3. – il ricorso è inammissibile;

le doglianze di cui ai motivi primo, secondo e quarto sono dirette a ottenere un riesame nel merito della vicenda che ha portato il giudice a quo a ritenere il ricorrente responsabile dei danni in esame;

la corte d’appello ha invero esaminato i fatti cui si allude, e in particolare la questione attinente alla situazione di pericolo di crollo caratterizzante il cantiere anche in rapporto all’igiene pubblica;

ciò ha fatto riportando testualmente la deduzione che era stata prospettata da L. con l’atto di appello;

ha altresì esaminato la tesi dell’appellante secondo cui i danni ai reperti sarebbero stati da imputare all’inerzia del Ministero;

consegue che le paventate omissioni in ordine all’esame dei fatti non sussistono;

il vero è che il ricorrente contesta la valutazione che, all’esito, la corte d’appello ha svolto in merito al nesso causale tra la distruzione dei reperti e la condotta del medesimo, il che postula un sindacato di merito notoriamente inammissibile in questa sede;

difatti la corte territoriale ha evidenziato, così tacitando ogni questione, la non decisività degli asseriti ritardi dell’amministrazione, poichè la situazione di pericolo, allegata da L., avrebbe dovuto essere eliminata da un intervento che, ove volontariamente assunto dall’imprenditore, avrebbe dovuto in ogni caso preservare i reperti archeologici; e ciò in quanto, secondo la ricostruzione operata dal giudice del merito, egli ben era stato al corrente dell’esistenza di reperti, il cui rinvenimento aveva finanche omesso di denunciare, e la prosecuzione dell’opera di sbancamento era stata fatta nonostante un ordine di fermo dei lavori;

4. – può osservarsi che il giudice d’appello ha esaminato anche la questione inerente la consistenza dei reperti danneggiati, richiamando le fonti di prova documentale al riguardo ritenute essenziali (le denunzie del sovrintendente con le annesse descrizioni e il fascicolo fotografico allegato e custodito nell’archivio pubblico), opportunamente segnalando che dalla stessa c.t.u. era emerso come il cantiere fosse inserito in un’importante area archeologica nella quale già in precedenza erano stati rinvenuti analoghi oggetti;

5. – il terzo motivo è inammissibile per novità;

dalla sentenza non risulta che L. avesse appellato la decisione di primo grado con riguardo alla asserita esistenza di un danno da occupazione; nè la decisione d’appello è stata impugnata facendo valere un’asserita omissione di pronuncia su un distinto specifico motivo di gravame; in conclusione il ricorso è inammissibile.

P.Q.M.

La Corte dichiara inammissibile il ricorso.
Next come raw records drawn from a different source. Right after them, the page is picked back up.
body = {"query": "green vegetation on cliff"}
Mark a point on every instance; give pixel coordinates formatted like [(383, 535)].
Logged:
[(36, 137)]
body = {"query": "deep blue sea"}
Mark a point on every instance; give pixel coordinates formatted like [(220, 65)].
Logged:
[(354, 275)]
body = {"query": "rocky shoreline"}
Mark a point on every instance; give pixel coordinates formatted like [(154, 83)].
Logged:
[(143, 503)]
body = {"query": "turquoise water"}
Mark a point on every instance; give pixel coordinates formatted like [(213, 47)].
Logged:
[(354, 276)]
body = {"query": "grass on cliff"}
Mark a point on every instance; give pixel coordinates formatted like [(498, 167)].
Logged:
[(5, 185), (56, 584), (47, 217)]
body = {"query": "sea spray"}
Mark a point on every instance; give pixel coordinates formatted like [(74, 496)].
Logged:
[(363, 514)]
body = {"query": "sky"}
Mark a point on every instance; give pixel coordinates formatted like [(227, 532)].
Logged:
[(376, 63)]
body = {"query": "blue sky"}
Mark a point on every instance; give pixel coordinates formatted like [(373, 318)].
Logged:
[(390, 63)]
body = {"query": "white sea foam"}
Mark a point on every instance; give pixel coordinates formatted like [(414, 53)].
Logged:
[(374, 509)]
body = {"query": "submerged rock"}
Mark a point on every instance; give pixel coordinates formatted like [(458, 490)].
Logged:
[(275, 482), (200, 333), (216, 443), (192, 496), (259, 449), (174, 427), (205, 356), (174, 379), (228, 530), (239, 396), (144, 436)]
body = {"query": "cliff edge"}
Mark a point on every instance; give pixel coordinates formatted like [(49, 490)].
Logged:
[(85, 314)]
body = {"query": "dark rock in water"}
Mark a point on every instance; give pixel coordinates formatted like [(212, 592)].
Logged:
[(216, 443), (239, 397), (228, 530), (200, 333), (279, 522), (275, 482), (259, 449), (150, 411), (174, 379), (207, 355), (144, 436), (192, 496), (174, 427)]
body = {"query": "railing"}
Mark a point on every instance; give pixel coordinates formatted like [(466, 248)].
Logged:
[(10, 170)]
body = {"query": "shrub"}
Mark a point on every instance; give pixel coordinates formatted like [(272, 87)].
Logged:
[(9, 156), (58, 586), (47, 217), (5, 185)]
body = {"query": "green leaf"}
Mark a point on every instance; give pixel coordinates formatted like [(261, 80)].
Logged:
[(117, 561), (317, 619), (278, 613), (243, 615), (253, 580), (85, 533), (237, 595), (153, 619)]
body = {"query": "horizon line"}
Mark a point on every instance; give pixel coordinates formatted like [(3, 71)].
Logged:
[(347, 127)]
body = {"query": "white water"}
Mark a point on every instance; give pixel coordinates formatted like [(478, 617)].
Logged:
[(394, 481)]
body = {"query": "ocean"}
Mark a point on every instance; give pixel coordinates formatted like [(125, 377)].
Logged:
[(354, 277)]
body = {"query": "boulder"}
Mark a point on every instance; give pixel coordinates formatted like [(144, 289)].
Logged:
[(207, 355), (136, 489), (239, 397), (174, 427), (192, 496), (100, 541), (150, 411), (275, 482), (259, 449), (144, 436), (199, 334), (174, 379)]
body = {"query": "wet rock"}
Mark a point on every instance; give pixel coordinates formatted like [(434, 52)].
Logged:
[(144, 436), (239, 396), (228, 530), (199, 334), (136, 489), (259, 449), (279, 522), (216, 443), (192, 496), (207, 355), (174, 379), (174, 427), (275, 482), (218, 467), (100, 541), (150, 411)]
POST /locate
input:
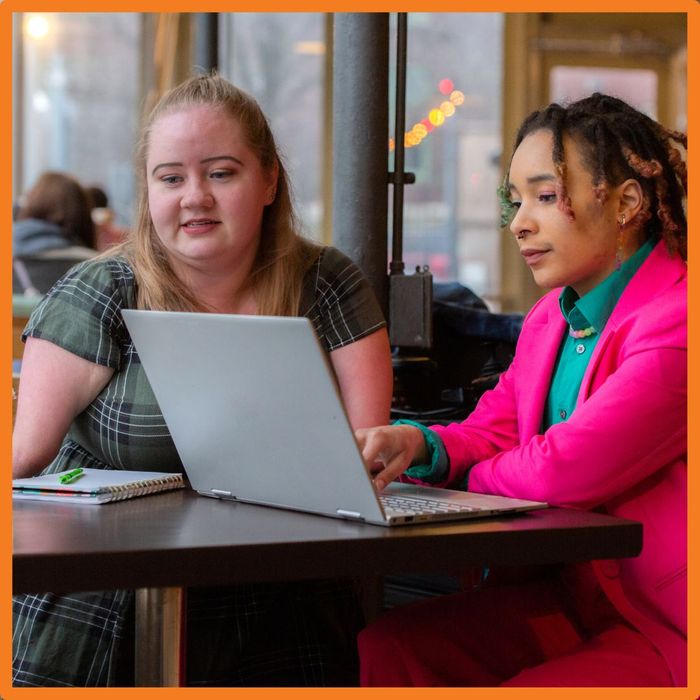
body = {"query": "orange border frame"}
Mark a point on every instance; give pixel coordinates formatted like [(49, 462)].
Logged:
[(7, 7)]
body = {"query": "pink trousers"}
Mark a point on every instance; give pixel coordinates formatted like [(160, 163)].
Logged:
[(532, 634)]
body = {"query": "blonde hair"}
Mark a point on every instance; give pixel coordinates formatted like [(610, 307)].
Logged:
[(283, 255)]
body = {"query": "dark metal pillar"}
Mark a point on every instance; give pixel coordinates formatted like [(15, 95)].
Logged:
[(360, 143), (206, 41)]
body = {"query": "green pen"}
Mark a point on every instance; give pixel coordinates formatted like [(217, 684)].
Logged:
[(71, 476)]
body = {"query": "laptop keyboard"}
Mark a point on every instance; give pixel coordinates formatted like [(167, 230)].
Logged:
[(406, 505)]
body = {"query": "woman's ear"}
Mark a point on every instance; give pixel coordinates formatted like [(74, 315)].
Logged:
[(273, 178), (631, 199)]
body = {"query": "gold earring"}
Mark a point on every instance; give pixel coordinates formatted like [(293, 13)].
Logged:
[(618, 252)]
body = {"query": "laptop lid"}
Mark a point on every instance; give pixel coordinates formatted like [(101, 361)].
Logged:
[(254, 411), (255, 414)]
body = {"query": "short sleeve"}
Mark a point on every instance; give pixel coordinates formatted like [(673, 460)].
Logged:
[(82, 312), (339, 301)]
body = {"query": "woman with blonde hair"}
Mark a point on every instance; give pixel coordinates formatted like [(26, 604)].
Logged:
[(215, 232)]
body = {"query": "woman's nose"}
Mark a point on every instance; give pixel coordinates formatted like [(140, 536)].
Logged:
[(196, 195), (521, 224)]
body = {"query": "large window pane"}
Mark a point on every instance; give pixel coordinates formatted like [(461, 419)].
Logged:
[(451, 218), (279, 58), (81, 91)]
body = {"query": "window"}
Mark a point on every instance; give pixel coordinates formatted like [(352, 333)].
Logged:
[(451, 216), (279, 59), (80, 87)]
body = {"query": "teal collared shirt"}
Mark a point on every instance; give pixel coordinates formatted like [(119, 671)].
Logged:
[(591, 311)]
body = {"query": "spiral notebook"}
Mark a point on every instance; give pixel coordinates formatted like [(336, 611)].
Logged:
[(95, 486)]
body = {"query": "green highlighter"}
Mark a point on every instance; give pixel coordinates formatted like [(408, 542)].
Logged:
[(71, 476)]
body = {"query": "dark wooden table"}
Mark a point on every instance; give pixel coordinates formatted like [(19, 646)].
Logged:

Ai sensi del D.P.R. 30 maggio 2002, n. 115, art. 13, comma 1 quater, dà atto della sussistenza dei presupposti per il versamento, da parte del ricorrente, dell’ulteriore importo a titolo di contributo unificato pari a quello dovuto per il ricorso.

Così deciso in Roma, nella camera di consiglio della sezione prima civile, il 7 novembre 2018.